At any rate...I notice I haven't posted here since, gulp, April 4. Any readers of this blog would think I had abandoned it. Frankly, I was starting to wonder myself. Maybe I need to re-think what I am writing and how and when. My posts were turning into sermons. It's tough enough to write one sermon a week, but one a day is way too much.

So, maybe this blog will take a turn and be more about life on the other side of the hill rather than pontifications from a preacher who sometimes takes this whole business of ministry way too seriously. And maybe the entries will be more frequent and a little bit shorter. Maybe.

Life on the other side of the hill: I notice that sometimes I will mis-read something and on a second reading discover that I was only a letter or two off the mark, but what a difference a letter or two makes. Yes, thank you, I do wear glasses, and yes, I have had my eyes checked recently. Chalk it up to reading without paying particularly close attention. Or being on the other side of the hill.
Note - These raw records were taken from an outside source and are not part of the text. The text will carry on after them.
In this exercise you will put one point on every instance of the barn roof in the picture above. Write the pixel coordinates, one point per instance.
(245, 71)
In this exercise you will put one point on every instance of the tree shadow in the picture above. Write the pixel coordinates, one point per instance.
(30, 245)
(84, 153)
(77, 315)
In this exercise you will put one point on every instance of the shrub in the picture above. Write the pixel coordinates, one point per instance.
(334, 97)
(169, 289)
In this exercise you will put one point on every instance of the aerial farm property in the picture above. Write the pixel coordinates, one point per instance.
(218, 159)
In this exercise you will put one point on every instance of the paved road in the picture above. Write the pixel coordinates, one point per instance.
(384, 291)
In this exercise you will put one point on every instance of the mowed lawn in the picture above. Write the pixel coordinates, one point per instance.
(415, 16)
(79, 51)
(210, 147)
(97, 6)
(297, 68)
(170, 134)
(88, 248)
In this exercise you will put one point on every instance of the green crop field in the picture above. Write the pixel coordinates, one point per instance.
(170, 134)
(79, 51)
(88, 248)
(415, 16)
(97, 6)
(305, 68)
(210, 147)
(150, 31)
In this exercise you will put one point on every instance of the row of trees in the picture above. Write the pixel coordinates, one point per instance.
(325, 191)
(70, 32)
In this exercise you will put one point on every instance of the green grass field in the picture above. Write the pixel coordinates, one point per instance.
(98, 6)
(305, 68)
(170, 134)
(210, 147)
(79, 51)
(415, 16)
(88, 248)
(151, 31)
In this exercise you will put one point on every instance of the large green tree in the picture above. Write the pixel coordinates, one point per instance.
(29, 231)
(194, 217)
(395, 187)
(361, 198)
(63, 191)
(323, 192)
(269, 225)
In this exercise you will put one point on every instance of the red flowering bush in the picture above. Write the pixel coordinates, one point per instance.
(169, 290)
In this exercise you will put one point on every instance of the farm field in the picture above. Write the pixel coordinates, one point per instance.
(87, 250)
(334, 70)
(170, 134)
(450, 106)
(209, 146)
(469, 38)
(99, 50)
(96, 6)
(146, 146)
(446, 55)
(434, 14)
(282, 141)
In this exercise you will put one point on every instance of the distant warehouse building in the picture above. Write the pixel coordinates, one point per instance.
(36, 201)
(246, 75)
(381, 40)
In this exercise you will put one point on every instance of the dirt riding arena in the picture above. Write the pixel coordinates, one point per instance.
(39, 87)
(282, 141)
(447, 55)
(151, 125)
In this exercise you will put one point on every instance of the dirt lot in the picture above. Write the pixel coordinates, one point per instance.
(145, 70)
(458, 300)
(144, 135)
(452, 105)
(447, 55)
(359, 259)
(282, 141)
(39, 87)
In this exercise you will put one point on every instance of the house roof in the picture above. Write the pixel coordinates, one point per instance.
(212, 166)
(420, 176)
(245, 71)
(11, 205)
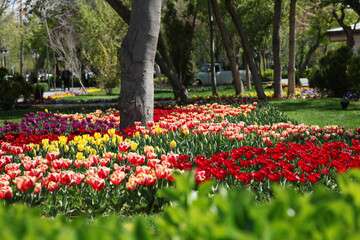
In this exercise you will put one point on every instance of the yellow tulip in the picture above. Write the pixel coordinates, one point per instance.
(97, 135)
(173, 144)
(45, 142)
(63, 140)
(81, 147)
(133, 146)
(66, 148)
(158, 130)
(106, 137)
(80, 156)
(111, 132)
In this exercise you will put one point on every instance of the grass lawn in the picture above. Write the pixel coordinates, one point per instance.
(318, 112)
(321, 112)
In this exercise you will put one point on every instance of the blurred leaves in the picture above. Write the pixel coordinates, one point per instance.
(203, 214)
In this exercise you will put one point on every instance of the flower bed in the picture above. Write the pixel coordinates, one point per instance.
(80, 164)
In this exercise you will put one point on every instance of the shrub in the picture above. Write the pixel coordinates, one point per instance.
(331, 75)
(353, 71)
(201, 214)
(12, 88)
(39, 89)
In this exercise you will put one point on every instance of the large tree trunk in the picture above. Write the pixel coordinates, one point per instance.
(162, 57)
(292, 47)
(137, 63)
(248, 50)
(239, 87)
(350, 40)
(276, 48)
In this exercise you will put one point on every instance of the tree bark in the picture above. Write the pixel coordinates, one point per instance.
(350, 41)
(138, 57)
(310, 53)
(276, 49)
(238, 84)
(248, 50)
(162, 55)
(292, 49)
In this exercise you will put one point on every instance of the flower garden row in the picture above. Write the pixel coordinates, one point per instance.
(76, 163)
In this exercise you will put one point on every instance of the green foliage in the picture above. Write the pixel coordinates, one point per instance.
(179, 22)
(353, 71)
(208, 213)
(331, 75)
(12, 88)
(268, 75)
(101, 32)
(39, 89)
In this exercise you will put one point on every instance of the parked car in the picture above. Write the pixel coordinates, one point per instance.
(222, 76)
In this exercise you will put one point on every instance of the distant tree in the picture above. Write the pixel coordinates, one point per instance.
(248, 48)
(4, 4)
(292, 49)
(239, 87)
(277, 48)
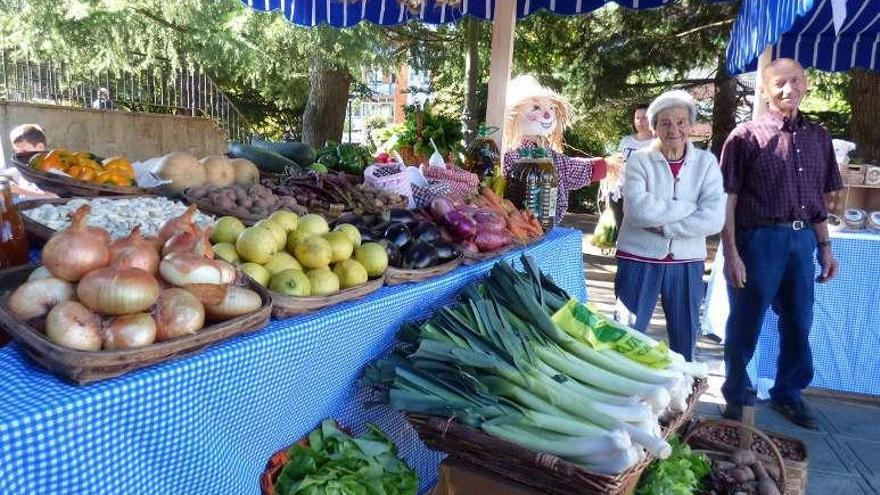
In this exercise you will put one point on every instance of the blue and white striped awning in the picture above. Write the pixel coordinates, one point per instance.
(805, 31)
(345, 13)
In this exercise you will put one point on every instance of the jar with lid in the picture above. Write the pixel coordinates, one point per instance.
(13, 237)
(534, 185)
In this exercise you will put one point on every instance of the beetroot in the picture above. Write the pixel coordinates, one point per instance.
(488, 240)
(459, 225)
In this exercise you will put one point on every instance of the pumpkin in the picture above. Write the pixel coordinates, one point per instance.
(245, 171)
(218, 171)
(182, 169)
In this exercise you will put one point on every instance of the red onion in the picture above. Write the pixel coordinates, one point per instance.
(129, 331)
(75, 251)
(118, 291)
(178, 313)
(72, 325)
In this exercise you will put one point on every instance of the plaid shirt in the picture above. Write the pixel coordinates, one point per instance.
(573, 173)
(780, 170)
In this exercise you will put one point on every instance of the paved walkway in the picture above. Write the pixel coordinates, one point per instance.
(843, 455)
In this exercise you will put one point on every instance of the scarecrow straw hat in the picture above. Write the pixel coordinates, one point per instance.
(519, 91)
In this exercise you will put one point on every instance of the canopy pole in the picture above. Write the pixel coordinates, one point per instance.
(760, 103)
(499, 66)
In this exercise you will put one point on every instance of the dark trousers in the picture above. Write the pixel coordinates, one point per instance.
(779, 272)
(638, 285)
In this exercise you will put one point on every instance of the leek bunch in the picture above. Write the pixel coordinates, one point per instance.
(496, 361)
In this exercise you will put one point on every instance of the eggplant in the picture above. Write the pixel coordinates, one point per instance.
(398, 234)
(401, 215)
(426, 231)
(370, 235)
(421, 255)
(446, 251)
(395, 259)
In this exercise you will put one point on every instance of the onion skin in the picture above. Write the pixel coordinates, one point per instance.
(239, 301)
(129, 332)
(36, 298)
(135, 252)
(118, 291)
(40, 272)
(75, 251)
(183, 223)
(181, 269)
(178, 313)
(198, 242)
(72, 325)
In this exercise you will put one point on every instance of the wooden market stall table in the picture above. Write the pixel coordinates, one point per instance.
(845, 337)
(209, 422)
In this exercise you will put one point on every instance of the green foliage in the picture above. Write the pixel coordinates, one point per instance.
(682, 473)
(337, 464)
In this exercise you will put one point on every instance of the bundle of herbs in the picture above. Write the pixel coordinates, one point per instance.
(334, 463)
(497, 360)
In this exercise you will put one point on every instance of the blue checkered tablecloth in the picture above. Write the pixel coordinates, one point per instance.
(845, 338)
(208, 423)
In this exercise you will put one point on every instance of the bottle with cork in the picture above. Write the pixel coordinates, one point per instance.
(13, 237)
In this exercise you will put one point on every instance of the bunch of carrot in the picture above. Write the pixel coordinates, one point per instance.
(522, 225)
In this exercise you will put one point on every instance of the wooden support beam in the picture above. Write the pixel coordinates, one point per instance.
(499, 69)
(760, 103)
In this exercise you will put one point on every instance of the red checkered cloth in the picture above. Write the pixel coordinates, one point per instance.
(460, 182)
(424, 195)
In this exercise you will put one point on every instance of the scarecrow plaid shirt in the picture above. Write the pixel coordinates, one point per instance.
(780, 169)
(573, 173)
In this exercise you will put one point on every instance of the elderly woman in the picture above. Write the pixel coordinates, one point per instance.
(673, 199)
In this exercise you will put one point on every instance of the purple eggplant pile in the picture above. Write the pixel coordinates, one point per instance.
(412, 240)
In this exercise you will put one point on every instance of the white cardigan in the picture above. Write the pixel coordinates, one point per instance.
(687, 209)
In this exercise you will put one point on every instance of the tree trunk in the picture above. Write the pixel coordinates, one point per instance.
(472, 76)
(865, 100)
(724, 107)
(324, 115)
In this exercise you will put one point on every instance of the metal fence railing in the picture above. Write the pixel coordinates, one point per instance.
(188, 93)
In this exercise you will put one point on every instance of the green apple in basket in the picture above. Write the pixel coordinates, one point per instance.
(292, 283)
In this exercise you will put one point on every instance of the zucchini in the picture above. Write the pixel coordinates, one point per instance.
(301, 153)
(266, 161)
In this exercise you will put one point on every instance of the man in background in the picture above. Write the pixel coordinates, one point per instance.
(26, 138)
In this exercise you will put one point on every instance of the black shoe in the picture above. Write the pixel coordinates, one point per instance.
(732, 412)
(796, 413)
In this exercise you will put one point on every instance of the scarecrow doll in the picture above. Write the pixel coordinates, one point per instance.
(537, 117)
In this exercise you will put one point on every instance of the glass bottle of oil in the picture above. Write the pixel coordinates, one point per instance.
(13, 238)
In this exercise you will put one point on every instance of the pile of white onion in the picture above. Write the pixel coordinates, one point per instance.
(95, 295)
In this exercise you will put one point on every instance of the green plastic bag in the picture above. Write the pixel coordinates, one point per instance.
(605, 234)
(588, 325)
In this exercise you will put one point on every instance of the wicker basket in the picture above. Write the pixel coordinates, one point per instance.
(68, 187)
(89, 366)
(284, 306)
(397, 276)
(276, 464)
(545, 472)
(725, 436)
(40, 232)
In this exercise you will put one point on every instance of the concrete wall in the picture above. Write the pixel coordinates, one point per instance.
(107, 133)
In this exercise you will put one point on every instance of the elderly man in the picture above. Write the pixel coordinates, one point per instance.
(777, 170)
(673, 199)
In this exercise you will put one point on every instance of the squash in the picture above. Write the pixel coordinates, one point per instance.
(218, 171)
(182, 169)
(245, 171)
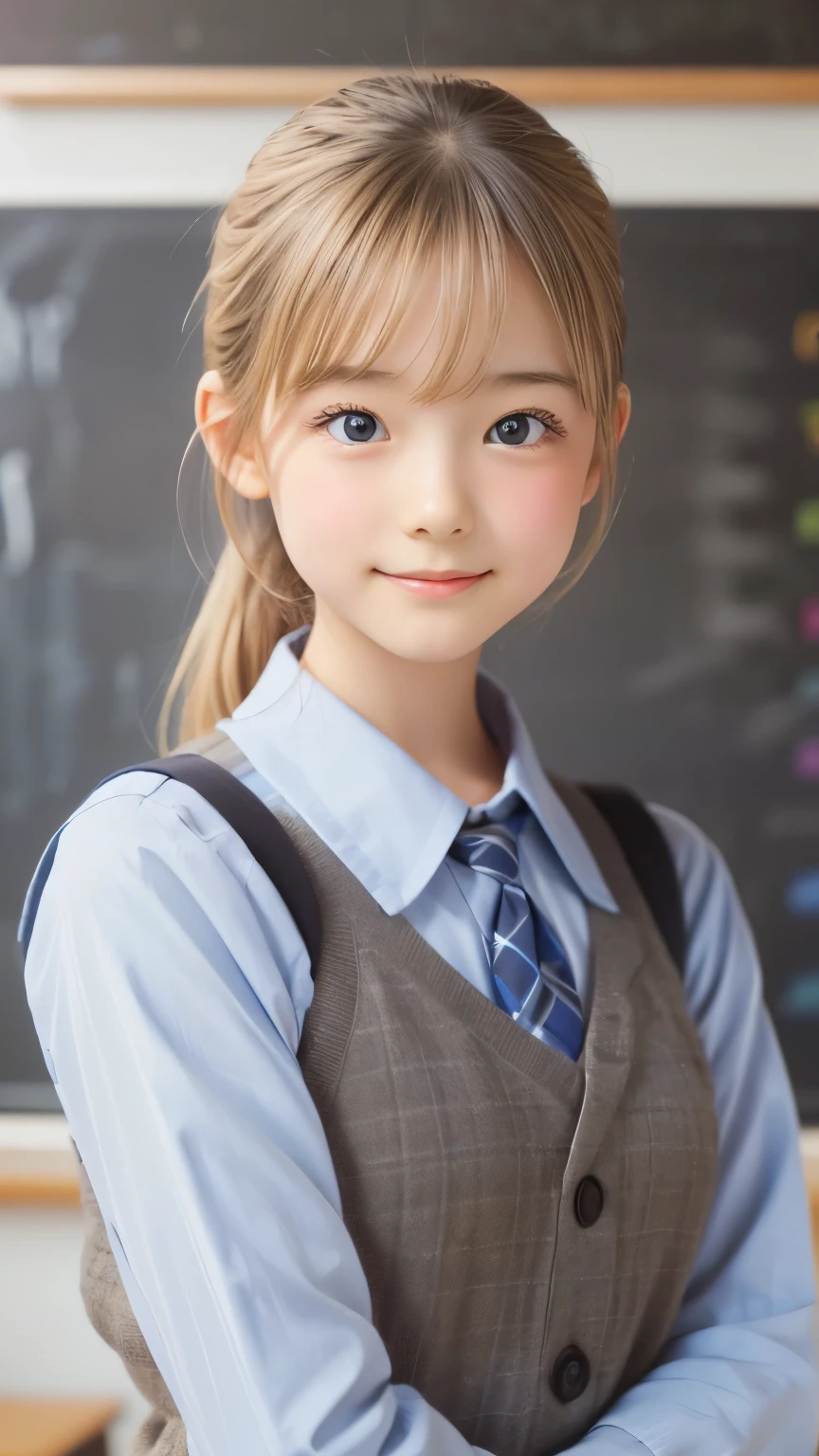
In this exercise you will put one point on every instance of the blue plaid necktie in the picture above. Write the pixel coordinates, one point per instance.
(531, 972)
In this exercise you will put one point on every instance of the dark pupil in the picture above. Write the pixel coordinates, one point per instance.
(358, 427)
(515, 429)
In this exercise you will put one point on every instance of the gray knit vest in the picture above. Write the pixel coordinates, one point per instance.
(461, 1141)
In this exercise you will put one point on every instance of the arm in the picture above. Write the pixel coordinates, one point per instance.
(737, 1376)
(168, 986)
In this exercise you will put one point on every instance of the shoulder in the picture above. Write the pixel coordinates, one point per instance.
(721, 964)
(146, 869)
(136, 820)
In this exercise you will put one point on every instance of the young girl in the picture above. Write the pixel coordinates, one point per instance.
(491, 1173)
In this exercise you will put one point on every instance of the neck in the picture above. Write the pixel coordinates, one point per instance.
(428, 709)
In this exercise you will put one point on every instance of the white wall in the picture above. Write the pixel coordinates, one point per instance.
(192, 157)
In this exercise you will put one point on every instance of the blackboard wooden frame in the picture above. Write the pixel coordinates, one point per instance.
(298, 84)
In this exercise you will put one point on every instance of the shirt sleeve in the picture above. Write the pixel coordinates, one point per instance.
(168, 988)
(737, 1376)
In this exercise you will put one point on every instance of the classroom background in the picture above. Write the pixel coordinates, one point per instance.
(683, 664)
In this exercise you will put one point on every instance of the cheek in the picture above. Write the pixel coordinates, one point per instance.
(538, 523)
(325, 523)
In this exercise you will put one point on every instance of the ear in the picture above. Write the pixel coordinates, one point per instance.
(213, 410)
(623, 412)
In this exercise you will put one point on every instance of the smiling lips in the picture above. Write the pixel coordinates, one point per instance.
(434, 583)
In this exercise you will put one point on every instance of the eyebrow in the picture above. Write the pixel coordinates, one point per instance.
(346, 374)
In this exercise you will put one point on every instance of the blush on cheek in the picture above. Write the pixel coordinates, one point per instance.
(325, 527)
(541, 523)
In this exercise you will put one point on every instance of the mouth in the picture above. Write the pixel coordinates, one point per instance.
(434, 583)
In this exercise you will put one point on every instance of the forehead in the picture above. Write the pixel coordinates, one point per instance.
(526, 347)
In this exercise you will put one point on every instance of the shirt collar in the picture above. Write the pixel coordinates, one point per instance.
(377, 810)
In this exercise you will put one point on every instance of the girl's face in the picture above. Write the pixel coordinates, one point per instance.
(377, 497)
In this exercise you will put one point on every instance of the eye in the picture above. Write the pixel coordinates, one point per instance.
(518, 429)
(357, 427)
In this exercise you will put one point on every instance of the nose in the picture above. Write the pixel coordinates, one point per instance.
(434, 497)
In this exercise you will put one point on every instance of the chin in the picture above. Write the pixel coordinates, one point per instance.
(430, 641)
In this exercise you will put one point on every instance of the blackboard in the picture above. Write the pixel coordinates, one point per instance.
(392, 32)
(685, 663)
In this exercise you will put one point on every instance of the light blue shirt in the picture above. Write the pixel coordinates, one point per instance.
(170, 985)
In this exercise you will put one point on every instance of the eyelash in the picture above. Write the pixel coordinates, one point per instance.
(544, 415)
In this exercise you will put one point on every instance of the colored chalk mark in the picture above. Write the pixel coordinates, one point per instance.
(810, 423)
(806, 686)
(802, 896)
(800, 996)
(810, 619)
(805, 338)
(806, 521)
(806, 759)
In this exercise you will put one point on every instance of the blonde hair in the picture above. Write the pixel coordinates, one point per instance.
(352, 191)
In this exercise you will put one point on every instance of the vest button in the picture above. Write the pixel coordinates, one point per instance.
(570, 1374)
(588, 1201)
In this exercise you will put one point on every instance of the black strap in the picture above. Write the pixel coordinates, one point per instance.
(265, 837)
(648, 858)
(636, 828)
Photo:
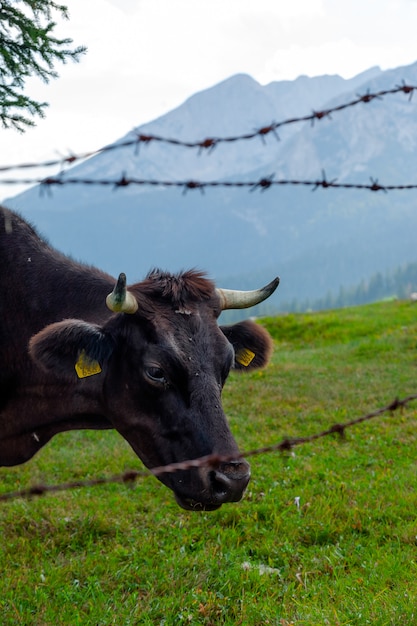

Anyway, yesterday as I was sitting at a traffic light, I noticed that the car in front of me had something written on the license plate holder. "Born broken," it said. Wow, what a powerful theological statement. In the Christian understanding of original sin, we are all born broken. We're not perfect coming out of the womb, only to screw up our lives as we grow up. At least not in my Calvinist upbringing. No, we are born broken and sinful and in need of the saving grace of Jesus Christ, because we are never going to be perfect in God's eyes, but through Christ we are forgiven.

Born broken. What a wonderful confession to put on the back of one's car. Truly this must be a humble person, someone who acknowledges God as the ultimate healer of our brokenness.

And then I looked again and realized that the B was really an H. "Horn broken," it said, and added below, "Watch for finger."

As Roseanne Rosanna-Danna would have said, "NEV-er mind."